Günümüzdeki Troya şehri; daha içerilerde yani kıyıdan 5-6 km. içeride kalır. Troya şehrinin, arkeologlar tarafından uzun yıllar bulunamamasının en büyük nedeni de budur. Çünkü: arkeologlar, Troya şehrini hep deniz kıyısında ararlar.
Şehir; tarihi süreçte, birçok kez: özellikle deprem olmak üzere doğal afetler, yangınlar ve savaşlar geçirir. Batı Anadolu’da halen egemen olan kuzey-güney yönlü yerkabuğu hareketlerinden etkilenerek, yüzyıllar boyunca, aralıklarla depremler görür. Bunun sonucunda şehir; gerek depremlerde, gerek yangınlarda ve gerekse savaşlarda çok çabuk yıkılır.
Çünkü: halkın oturduğu ve şehrin genelini oluşturan evler; kerpiçten yapılır. Yazın güneşte kavrulan ve çatlayan, kışın yağışta ise eriyen kerpiç: en fazla 15-20 yıl dayanmaktadır. En basit sarsıntıda yıkılmakta, en basit yangında tüm şehir yanmakta ve tabanda yalnızca bir çamur tabakası kalmaktadır.
Bunun sonucunda ise: şehir, her yerle bir olduğunda; kısa sürede, aynı yere, yeniden kurulmuştur. Öyle ki; aynı tepe üzerinde, birbiri üzerine kurulmuş 9 yerleşim evresi tespit edilir.
Çanakkale Troya: Troya denince, bir yandan, akla hemen efsaneler geliyor. Özellikle: Homeros ve İlyada. Aslında kör olduğu rivayet edilen ve de var olduğunu yazdığı Troya savaşını, yaklaşık 500 yıl sonra, İlyada destanında hikayeleştiren bu yazar; aslında yazdıkları ile gerçeğe çok yakın betimlemeler yapmıştır.

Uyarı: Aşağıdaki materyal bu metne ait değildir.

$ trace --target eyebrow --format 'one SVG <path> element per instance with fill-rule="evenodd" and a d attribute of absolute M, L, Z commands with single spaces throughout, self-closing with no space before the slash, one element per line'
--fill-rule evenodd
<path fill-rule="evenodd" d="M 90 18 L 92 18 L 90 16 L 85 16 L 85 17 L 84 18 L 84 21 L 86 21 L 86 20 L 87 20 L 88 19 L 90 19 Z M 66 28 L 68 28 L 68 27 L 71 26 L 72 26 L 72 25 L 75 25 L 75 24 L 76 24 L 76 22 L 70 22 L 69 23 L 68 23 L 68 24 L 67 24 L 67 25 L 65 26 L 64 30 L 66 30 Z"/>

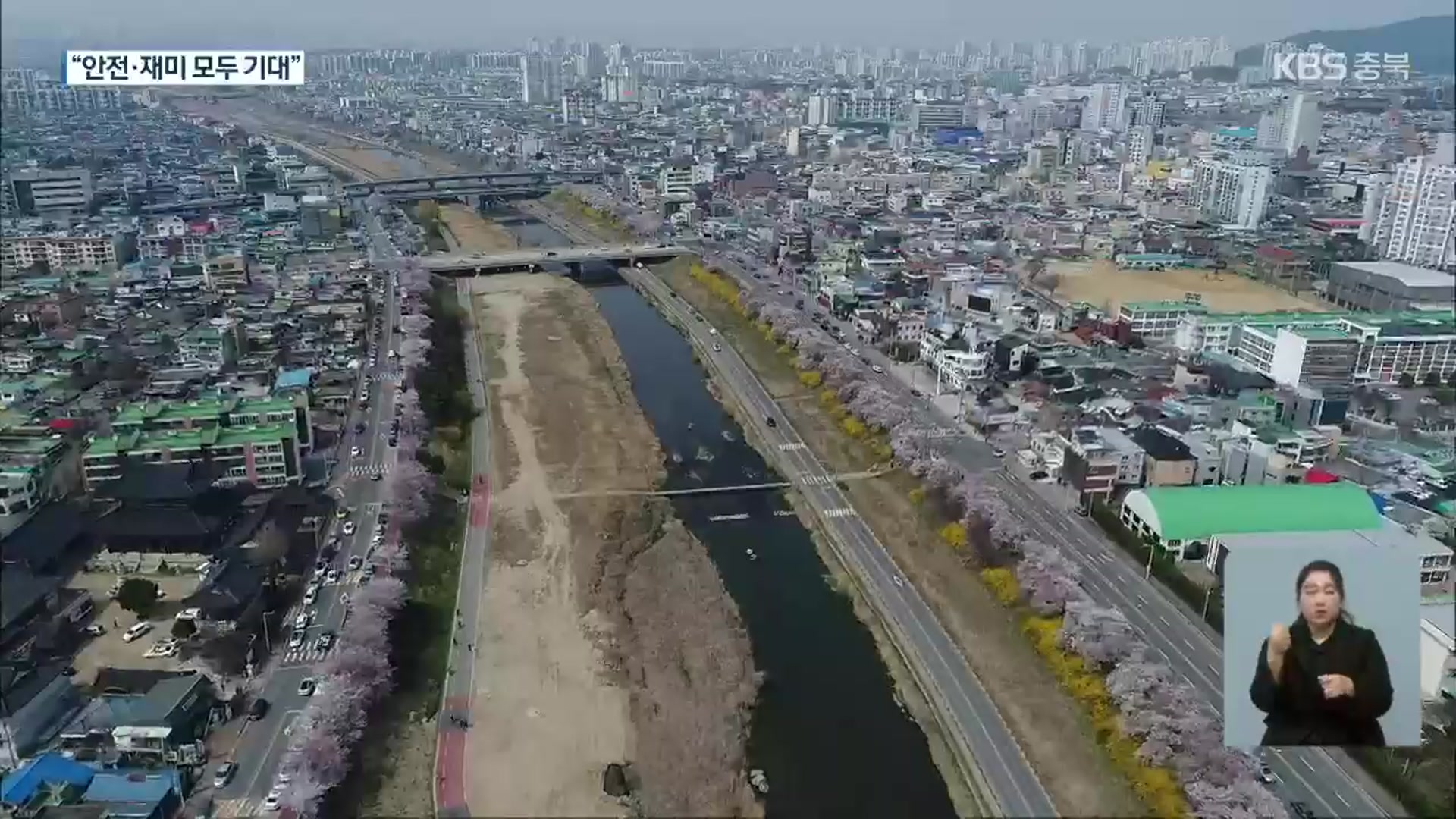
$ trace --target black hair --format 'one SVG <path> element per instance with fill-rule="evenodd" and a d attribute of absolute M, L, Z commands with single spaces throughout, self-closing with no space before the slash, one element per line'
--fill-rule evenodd
<path fill-rule="evenodd" d="M 1299 574 L 1294 577 L 1294 600 L 1299 600 L 1299 593 L 1305 587 L 1305 580 L 1309 580 L 1309 576 L 1316 571 L 1324 571 L 1331 580 L 1335 581 L 1335 592 L 1340 592 L 1340 619 L 1354 624 L 1354 615 L 1345 608 L 1345 573 L 1340 571 L 1340 567 L 1328 560 L 1312 560 L 1305 564 L 1305 568 L 1299 570 Z M 1305 618 L 1303 614 L 1299 616 L 1300 619 Z"/>

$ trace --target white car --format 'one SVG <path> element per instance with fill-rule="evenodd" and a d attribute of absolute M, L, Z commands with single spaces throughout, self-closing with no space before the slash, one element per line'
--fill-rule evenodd
<path fill-rule="evenodd" d="M 146 634 L 149 631 L 151 631 L 151 624 L 150 622 L 146 622 L 146 621 L 138 622 L 137 625 L 132 625 L 131 628 L 128 628 L 127 631 L 124 631 L 121 634 L 121 641 L 122 643 L 132 643 L 132 641 L 135 641 L 137 638 L 140 638 L 143 634 Z"/>

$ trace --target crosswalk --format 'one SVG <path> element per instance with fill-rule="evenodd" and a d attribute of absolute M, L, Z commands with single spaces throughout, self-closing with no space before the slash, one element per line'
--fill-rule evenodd
<path fill-rule="evenodd" d="M 389 472 L 389 463 L 351 463 L 349 477 L 351 478 L 373 478 L 374 475 L 383 475 Z"/>
<path fill-rule="evenodd" d="M 297 648 L 287 648 L 280 657 L 280 662 L 288 666 L 300 666 L 317 663 L 325 654 L 328 654 L 328 651 L 320 651 L 317 647 L 304 643 Z"/>
<path fill-rule="evenodd" d="M 213 802 L 214 819 L 239 819 L 242 816 L 258 816 L 262 813 L 261 799 L 218 799 Z"/>

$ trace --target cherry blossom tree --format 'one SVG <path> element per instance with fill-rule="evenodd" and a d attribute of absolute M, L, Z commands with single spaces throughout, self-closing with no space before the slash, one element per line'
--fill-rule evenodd
<path fill-rule="evenodd" d="M 1091 599 L 1067 603 L 1061 619 L 1061 640 L 1086 660 L 1111 667 L 1146 650 L 1121 611 L 1099 606 Z"/>

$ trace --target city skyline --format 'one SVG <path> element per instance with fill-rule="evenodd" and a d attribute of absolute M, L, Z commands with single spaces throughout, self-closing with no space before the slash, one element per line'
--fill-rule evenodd
<path fill-rule="evenodd" d="M 699 19 L 660 0 L 628 0 L 603 7 L 566 0 L 547 9 L 427 3 L 351 3 L 307 6 L 261 0 L 246 10 L 233 4 L 143 0 L 116 15 L 114 4 L 77 0 L 60 9 L 15 0 L 0 12 L 7 48 L 60 42 L 63 47 L 156 48 L 498 48 L 529 38 L 678 44 L 681 47 L 780 48 L 837 44 L 853 47 L 954 48 L 961 41 L 1142 42 L 1187 36 L 1227 38 L 1235 48 L 1312 29 L 1376 26 L 1424 15 L 1450 13 L 1444 0 L 1393 0 L 1379 6 L 1335 0 L 1257 3 L 1230 0 L 1190 7 L 1169 22 L 1152 0 L 1118 0 L 1111 15 L 1082 19 L 1082 4 L 1053 0 L 1035 12 L 1016 6 L 946 10 L 910 0 L 879 19 L 877 9 L 782 7 L 761 0 L 738 4 L 737 19 Z M 764 25 L 763 19 L 773 19 Z M 347 26 L 339 22 L 348 19 Z M 569 20 L 562 26 L 562 20 Z M 280 22 L 287 22 L 280 25 Z"/>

Ama; bu betimlemelere yıllarca inanılmamış ve özellikle Avrupalı bilim adamları tarafından, bunların hayal ürünü olduğu öne sürülmüştür. Ki, bir Alman, Heınrıch Schlieman ortaya çıkana kadar.

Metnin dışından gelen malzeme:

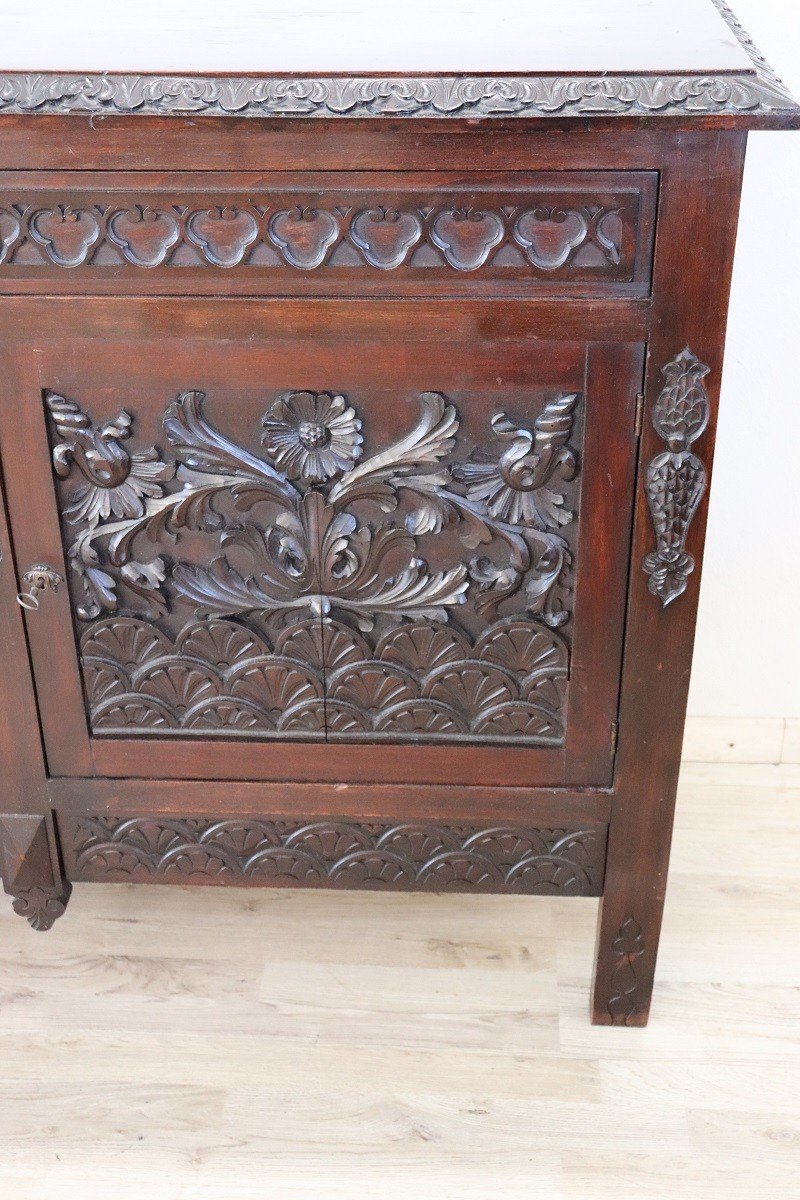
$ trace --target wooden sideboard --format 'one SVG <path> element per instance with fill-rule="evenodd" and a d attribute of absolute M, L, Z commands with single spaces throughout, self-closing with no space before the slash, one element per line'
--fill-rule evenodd
<path fill-rule="evenodd" d="M 35 929 L 89 882 L 602 896 L 594 1020 L 646 1021 L 745 143 L 800 110 L 723 4 L 614 0 L 616 66 L 577 7 L 571 74 L 473 13 L 416 74 L 297 24 L 0 76 Z"/>

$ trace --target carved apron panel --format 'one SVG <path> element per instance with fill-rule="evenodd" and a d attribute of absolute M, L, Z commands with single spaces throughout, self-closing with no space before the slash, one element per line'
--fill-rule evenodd
<path fill-rule="evenodd" d="M 563 745 L 582 396 L 519 395 L 46 392 L 92 732 Z"/>

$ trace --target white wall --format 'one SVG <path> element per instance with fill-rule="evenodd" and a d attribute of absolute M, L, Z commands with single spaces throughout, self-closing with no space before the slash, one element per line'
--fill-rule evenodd
<path fill-rule="evenodd" d="M 732 0 L 800 98 L 798 0 Z M 800 716 L 800 132 L 752 133 L 690 713 Z"/>

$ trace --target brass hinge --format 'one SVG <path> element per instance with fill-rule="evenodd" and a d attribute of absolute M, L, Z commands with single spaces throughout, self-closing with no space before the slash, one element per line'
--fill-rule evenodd
<path fill-rule="evenodd" d="M 636 425 L 633 426 L 633 432 L 637 438 L 642 437 L 642 422 L 644 420 L 644 392 L 640 391 L 636 397 Z"/>

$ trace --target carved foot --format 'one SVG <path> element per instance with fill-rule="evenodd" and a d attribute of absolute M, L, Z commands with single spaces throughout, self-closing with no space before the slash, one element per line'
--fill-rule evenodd
<path fill-rule="evenodd" d="M 71 883 L 62 883 L 60 888 L 29 888 L 14 896 L 12 907 L 25 917 L 31 929 L 43 932 L 64 916 L 71 894 Z"/>
<path fill-rule="evenodd" d="M 0 814 L 0 870 L 13 910 L 31 929 L 50 929 L 67 906 L 72 884 L 56 870 L 55 836 L 43 816 Z"/>

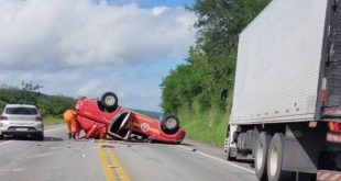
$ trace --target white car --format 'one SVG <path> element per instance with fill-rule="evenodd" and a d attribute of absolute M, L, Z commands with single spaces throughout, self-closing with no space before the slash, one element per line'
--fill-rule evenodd
<path fill-rule="evenodd" d="M 7 104 L 0 116 L 0 137 L 34 136 L 44 139 L 44 121 L 34 105 Z"/>

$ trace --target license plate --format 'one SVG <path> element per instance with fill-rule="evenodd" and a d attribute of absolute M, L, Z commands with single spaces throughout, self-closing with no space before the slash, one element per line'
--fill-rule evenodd
<path fill-rule="evenodd" d="M 29 131 L 29 129 L 28 128 L 16 128 L 16 131 L 23 132 L 23 131 Z"/>
<path fill-rule="evenodd" d="M 327 133 L 327 140 L 332 143 L 341 143 L 341 134 L 338 133 Z"/>

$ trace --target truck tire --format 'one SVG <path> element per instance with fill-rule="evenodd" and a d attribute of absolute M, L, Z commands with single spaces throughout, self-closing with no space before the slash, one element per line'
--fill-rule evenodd
<path fill-rule="evenodd" d="M 166 134 L 175 134 L 179 127 L 179 120 L 174 115 L 167 116 L 161 122 L 161 128 Z"/>
<path fill-rule="evenodd" d="M 284 135 L 276 133 L 270 144 L 267 156 L 267 178 L 268 181 L 293 180 L 293 172 L 282 170 L 284 151 Z"/>
<path fill-rule="evenodd" d="M 235 161 L 237 160 L 237 157 L 231 156 L 231 148 L 228 149 L 227 154 L 228 154 L 228 160 L 229 161 Z"/>
<path fill-rule="evenodd" d="M 271 135 L 262 132 L 256 146 L 255 146 L 255 156 L 254 156 L 254 168 L 257 178 L 261 181 L 267 180 L 267 151 L 271 143 Z"/>
<path fill-rule="evenodd" d="M 117 109 L 119 99 L 113 92 L 106 92 L 100 98 L 100 103 L 106 110 L 112 112 Z"/>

Aslında, bu adamın hikayesini burada anlatmaya kalksam, sanırım sayfalar doldurulması gerekecek kadar çok renkli bir hayatı var. Ama; amaç bölgeye gezmeye gelen sizlere kısacık bilgi vermek. O yüzden; Schlieman hakkında ve bulduğu hazine hakkında, kısada olsa bilgi vermek istiyorum. Çünkü: Troya denince Schlieman, Schlieman denince arkeolojide Troya akla geliyor. Bunların doğal sonucu olarak da, elbette bir hazine olayı var.
TROYA KENTİNİN BULUNMASI
Çanakkale Troya: Schlieman, 1824 tarihinde, Almanya’da doğar. Küçük yaşta, babası tarafından kendisine hediye edilen, Troya mücadelelerine ait kitabı, adeta ezberler ve daha o yaşlarda, Troya kentini bulacağını söyler. Aradan yıllar geçer, çok zengin olur, bütün dünyayı gezer, okur, öğrenir, ama bu zenginlikler onu ideallerinden uzaklaştırmaz. Tek ideali olan, Troya kentini bulmak, aslında kenti değil, onun derdi hazine imiş, hazineyi bulmaktır.
Homeros’un İlyada destanını elinden düşürmez, adeta ezberler. Destanın gerçekliğine sonsuz inanır. 46 yaşında iken, 1870 yılında, bölgeye gelir. Düz bir arazide gezerken, 30 metre yüksekliğindeki bir tepe ilgisini çeker. Tepe; dümdüz bir ovanın üzerinde yükselir ve insan eliyle yapılmış gibi görünmektedir. Destanda sözü geçen, sıcak ve soğuk su pınarlarını bulur.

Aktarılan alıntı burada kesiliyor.